Jill Kelly, the 37-year old Tampa resident and a friend of the Petraeus family, had a problem: she was receiving what she considered to be unsigned harassing e-mails telling her to stop having romantic plans about CIA David Petraeus. Kelly, a married woman who was not romantically involved with Petraeus, took her concerns, and printed copies of the e-mails, to a friend of hers – and FBI agent in the Tampa office.

That friend, in the past, tried to get close to Kelly, even sending her several shirtless photos of himself, but was rebuffed in these efforts.

Still, when Kelly, in mid-May, came to him for help, he responded. He took the e-mails to the FBI’s cybercrime unit. Experts say that typically, the FBI would not get involved in cases such as these – but that the agency’s experts noticed that the e-mail warning Kelly off had a surprising amount of accurate information about the CIA’s director schedule and activities. Thus, one of the e-mails claimed the Kelly sat next to Petraeus in certain event in Washington, DC, and that she had her hand on his knee.

How did the writer know not only the time and place of the event – but also the sitting arrangements? The FBI cyber squad analysts noticed several such references to Patraeus’s schedule, references that could have come only from someone who was close to him and aware of his daily habits and schedule.

The FBI agents brought their concerns to federal prosecutors, and they authorized a deeper investigation.

They found out that the unsigned e-mails came from several dummy accounts, and it did not take the agency long to discover that Paula Broadwell was the owner of these dummy accounts.

On Monday evening, FBI agents were seen hauling several boxes of documents from Broadwell’s home in Charlotte, North Carolina.

The role of Kelly’s friend in the Tampa office did not end with him bringing the case to his superiors at the FBI office. It appears that Kelly’s request for his help caused this friend to develop an obsession with the case. He became so nosy and meddling, that he had to be warned by his superiors to back off or his job would be on the line. He was removed from the investigation in mid-summer, and was no longer invited to briefings or shown documents about the case’s progress.

The FBI interviewed both Broadwell and Petraeus, and both admitted to their affair (which ended in January this year). The FBI investigators concluded that no crimes have been committed, and that there were no security breaches. The last part of the investigation was one more interview with Broadwell on Friday, 2 November (although the visit by FBI agents to her home on Monday night may indicate another that the investigation is yet to run its course).

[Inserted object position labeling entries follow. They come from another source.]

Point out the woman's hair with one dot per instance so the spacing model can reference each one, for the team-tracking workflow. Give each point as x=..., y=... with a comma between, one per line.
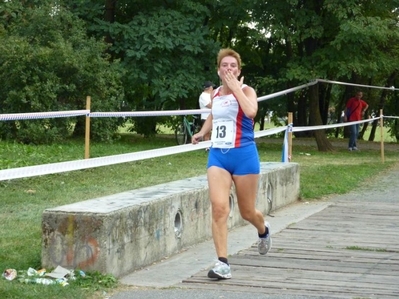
x=229, y=52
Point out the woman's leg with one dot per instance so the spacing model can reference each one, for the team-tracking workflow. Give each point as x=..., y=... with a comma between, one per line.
x=247, y=189
x=219, y=181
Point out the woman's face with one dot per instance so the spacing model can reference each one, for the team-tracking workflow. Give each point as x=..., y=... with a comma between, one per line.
x=228, y=65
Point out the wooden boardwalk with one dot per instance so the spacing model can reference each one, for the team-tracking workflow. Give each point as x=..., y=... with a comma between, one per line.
x=348, y=250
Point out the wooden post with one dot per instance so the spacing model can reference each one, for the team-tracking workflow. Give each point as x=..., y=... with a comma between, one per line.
x=87, y=131
x=382, y=136
x=289, y=137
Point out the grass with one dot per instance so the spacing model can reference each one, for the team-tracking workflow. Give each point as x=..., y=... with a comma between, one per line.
x=23, y=200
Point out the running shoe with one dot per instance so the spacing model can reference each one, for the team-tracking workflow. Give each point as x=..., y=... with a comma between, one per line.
x=220, y=271
x=264, y=244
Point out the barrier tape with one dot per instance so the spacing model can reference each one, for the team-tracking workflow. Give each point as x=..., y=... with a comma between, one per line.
x=40, y=115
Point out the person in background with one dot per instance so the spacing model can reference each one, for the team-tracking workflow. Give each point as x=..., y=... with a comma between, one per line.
x=354, y=111
x=233, y=158
x=205, y=101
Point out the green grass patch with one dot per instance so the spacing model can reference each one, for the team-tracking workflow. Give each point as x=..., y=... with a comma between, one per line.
x=23, y=200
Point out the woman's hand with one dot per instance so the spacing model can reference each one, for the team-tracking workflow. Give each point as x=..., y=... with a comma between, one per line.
x=232, y=81
x=197, y=138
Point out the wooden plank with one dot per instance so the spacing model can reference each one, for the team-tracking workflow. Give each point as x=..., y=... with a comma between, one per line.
x=314, y=257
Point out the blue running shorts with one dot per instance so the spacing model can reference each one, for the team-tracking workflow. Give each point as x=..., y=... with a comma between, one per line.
x=237, y=161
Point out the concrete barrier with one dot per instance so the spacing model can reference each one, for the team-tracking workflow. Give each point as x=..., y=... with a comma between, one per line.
x=120, y=233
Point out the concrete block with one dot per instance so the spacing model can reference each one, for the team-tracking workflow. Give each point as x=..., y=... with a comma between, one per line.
x=120, y=233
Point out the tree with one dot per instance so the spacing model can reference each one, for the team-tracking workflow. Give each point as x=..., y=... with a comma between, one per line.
x=330, y=39
x=47, y=63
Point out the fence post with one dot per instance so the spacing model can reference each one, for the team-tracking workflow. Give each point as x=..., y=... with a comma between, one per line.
x=87, y=130
x=382, y=135
x=289, y=137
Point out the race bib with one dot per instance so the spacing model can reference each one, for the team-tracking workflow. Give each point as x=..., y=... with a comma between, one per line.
x=222, y=134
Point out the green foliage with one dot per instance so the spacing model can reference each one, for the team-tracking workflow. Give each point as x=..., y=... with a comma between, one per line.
x=48, y=64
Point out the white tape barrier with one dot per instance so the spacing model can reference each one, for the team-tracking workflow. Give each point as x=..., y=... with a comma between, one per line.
x=359, y=85
x=149, y=113
x=39, y=115
x=331, y=126
x=30, y=171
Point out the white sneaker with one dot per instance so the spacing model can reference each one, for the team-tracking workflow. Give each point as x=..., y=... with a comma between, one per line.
x=220, y=271
x=264, y=244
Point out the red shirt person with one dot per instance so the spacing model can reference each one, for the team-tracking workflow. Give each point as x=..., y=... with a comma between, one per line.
x=354, y=111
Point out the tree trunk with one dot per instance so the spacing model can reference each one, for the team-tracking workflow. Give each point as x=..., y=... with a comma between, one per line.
x=384, y=94
x=323, y=144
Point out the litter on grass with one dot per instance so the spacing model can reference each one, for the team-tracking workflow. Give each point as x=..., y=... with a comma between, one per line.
x=59, y=275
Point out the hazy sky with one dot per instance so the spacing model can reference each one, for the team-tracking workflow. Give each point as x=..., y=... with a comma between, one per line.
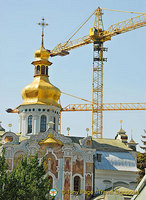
x=124, y=73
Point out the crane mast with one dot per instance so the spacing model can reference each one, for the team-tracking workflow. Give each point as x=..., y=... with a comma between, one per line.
x=97, y=78
x=97, y=36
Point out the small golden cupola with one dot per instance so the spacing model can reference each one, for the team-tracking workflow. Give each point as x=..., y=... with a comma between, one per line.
x=40, y=98
x=41, y=91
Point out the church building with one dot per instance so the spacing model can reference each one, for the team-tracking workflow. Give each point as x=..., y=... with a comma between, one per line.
x=76, y=166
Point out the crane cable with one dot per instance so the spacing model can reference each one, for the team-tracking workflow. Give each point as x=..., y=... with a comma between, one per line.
x=124, y=11
x=76, y=97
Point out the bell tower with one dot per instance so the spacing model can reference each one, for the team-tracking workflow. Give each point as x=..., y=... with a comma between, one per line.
x=40, y=98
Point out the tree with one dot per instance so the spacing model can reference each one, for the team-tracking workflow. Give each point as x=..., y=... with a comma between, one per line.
x=3, y=175
x=27, y=181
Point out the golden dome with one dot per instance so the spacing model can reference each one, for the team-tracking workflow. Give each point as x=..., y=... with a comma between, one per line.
x=41, y=91
x=51, y=140
x=42, y=54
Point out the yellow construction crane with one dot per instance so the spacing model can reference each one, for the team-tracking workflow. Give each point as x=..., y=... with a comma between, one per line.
x=97, y=36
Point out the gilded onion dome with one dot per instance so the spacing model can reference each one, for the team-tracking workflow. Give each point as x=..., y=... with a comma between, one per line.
x=41, y=91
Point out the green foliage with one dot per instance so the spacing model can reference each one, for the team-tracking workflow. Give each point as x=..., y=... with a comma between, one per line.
x=141, y=164
x=3, y=174
x=27, y=181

Hill lawmakers, even those on the intelligence committees, were not told of the FBI investigation because the agency’s protocol requires that details of an investigation not be shared with people outside the agency until the investigation is concluded.

Kelly’s old Tampa friend, however, was growing impatient. Being frozen out of the investigation, and not given details of its progress or conclusions, he became convinced that FBI director Robert Muller intended to sweep the whole thing under the rug. He took it upon himself to prevent that.

On 27 October he called Representative Dave Reichert (R-Washington), and told him about the investigation. Reichert called Majority Whip Eric Cantor (R-Virginia). Cantor, after waiting a few days, called Muller on Wednesday, 31 October to find out what was going on.

It appears that Muller, aware that a concluding report would be written on Friday, 2 November, after the final interview with Broadwell, told Cantor that the investigation would be concluded by the end of the week.

By the end of the day Friday, Muller delivered the report about the investigation to Attorney General Eric Holder.

It is not clear what, and how much, Holder knew before Friday, 2 November.

President Obama was presented with the investigation’s conclusions on Wednesday, 7 November.

The Wall Street Journal reports that Kelly’s friend, the Tampa FBI agent who persuaded the agency to launch the investigation and who, in late October, called Representative Reichert is now under investigation by the Office of Professional Responsibility, the internal-affairs arm of the FBI.